Every modern President has maintained property outside Washington for a change of pace and for the kind of privacy that is impossible in the capital. Johnson regularly visited three locations; Kennedy visited five. I had two of my own—in San Clemente and Key Biscayne—and I also sometimes used Bob Abplanalp’s island in the Bahamas. For me as for other Presidents, the government made expenditures on the places I regularly visited in order to ensure my safety when I was working or relaxing there. When I took office, four of my thirty-five predecessors as President had been assassinated and serious attempts had been made on the lives of several others. On the day Robert Kennedy died, Congress passed a new law that established extraordinary security measures to protect all future presidential and vice presidential candidates and incumbents. The legislation called for the full cooperation of government agencies in meeting requests by the Secret Service for protective devices. I was the first President in office after the legislation was passed to receive all the increase
d protection it provided. At the request of the Secret Service, the General Services Administration, which handles government buildings and supplies, installed intricate warning devices and electronic alarms on the grounds all around my houses; bulletproof glass was put into the windows; special outside lighting was installed. Secret Service command posts and outposts were constructed; landscaping was arranged and rearranged according to Secret Service requirements.
In the end GSA spent $68,000 on my house at San Clemente. The bulk of this amount went for electrical security systems, fire protection, and the replacement of a gas heater with an electric heating system after the Secret Service decided that the less expensive gas system I would have installed was not sufficiently safe. I spent $217,000 of my own money on furnishings and improvements to the San Clemente house.

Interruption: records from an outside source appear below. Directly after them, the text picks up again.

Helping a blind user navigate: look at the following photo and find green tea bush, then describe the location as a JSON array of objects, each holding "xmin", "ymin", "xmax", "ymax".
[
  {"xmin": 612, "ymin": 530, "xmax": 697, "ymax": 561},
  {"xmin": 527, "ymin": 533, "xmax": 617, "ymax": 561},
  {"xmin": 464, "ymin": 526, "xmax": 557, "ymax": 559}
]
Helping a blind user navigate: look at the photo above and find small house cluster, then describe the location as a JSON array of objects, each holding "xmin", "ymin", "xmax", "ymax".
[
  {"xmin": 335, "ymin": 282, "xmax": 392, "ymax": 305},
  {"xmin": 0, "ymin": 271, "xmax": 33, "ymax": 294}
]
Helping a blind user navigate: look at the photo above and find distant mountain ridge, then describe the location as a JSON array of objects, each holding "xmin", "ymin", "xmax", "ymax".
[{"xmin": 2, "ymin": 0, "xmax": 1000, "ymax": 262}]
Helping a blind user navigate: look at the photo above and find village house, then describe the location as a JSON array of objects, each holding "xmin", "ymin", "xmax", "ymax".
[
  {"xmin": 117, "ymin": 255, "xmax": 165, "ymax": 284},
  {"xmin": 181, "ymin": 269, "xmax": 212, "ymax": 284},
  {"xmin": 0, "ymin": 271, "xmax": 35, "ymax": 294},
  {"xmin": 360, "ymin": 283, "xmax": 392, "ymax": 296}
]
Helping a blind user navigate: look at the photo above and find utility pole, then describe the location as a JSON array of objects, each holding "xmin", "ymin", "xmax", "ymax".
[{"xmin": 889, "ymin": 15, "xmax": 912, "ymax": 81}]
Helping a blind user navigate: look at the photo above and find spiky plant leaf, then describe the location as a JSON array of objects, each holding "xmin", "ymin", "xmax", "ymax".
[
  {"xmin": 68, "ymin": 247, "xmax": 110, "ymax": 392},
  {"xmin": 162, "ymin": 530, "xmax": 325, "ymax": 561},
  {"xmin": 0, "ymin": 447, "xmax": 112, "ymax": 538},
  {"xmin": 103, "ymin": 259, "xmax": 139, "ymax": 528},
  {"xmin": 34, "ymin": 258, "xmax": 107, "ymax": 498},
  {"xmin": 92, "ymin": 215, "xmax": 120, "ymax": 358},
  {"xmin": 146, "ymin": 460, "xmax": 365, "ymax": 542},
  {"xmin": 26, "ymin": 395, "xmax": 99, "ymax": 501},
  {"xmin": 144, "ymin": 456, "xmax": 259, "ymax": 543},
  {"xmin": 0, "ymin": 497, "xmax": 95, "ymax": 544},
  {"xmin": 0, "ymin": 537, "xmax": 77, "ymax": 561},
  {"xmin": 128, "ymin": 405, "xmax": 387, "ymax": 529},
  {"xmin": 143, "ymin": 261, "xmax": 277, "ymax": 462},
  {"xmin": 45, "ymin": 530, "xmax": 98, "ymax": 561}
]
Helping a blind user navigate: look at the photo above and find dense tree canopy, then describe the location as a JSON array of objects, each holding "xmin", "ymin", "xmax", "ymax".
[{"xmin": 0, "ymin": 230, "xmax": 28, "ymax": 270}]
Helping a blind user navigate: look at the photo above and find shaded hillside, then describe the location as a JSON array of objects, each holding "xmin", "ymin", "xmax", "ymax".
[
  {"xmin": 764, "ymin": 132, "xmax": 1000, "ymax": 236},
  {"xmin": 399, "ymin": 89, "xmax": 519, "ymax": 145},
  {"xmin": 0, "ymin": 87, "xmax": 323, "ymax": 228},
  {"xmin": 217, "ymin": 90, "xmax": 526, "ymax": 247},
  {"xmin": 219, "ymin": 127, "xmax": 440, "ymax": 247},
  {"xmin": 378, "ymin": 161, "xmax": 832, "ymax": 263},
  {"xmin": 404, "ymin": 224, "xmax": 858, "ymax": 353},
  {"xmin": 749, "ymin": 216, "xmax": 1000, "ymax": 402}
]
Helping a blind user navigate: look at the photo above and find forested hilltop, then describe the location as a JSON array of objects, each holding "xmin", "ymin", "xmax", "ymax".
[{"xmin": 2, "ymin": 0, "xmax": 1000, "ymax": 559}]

GSA spent $137,000—all but $7,000 of it on bulletproof glass—on the two adjacent houses I owned in Key Biscayne. We used one as a family residence and the other as an office and work area. At the same time I personally spent $76,000 for remodeling the houses and for improvements on the grounds.
In addition to the money spent on the houses themselves, GSA spent $950,000 on the grounds. This amount covered the installation of security lighting and alarm systems, walls, guard stations, and relandscaping to restore the areas torn up when the protective equipment was installed.
I was no more eager than anyone else would be to pay for anything that could be legitimately construed as a proper government expense, but a General Accounting Office study concluded that with scattered exceptions, almost all of the $1.1 million spent on my personal properties in California and Florida was spent for protective purposes. In fact, all but $13,400 was specifically requested by the Secret Service. Other items, such as flagpoles and office furniture for my study, were procured under the auspices of the GSA. Flagpoles had routinely been placed at the homes of Presidents and Vice Presidents before me; and the office furniture would all revert to GSA after I left office.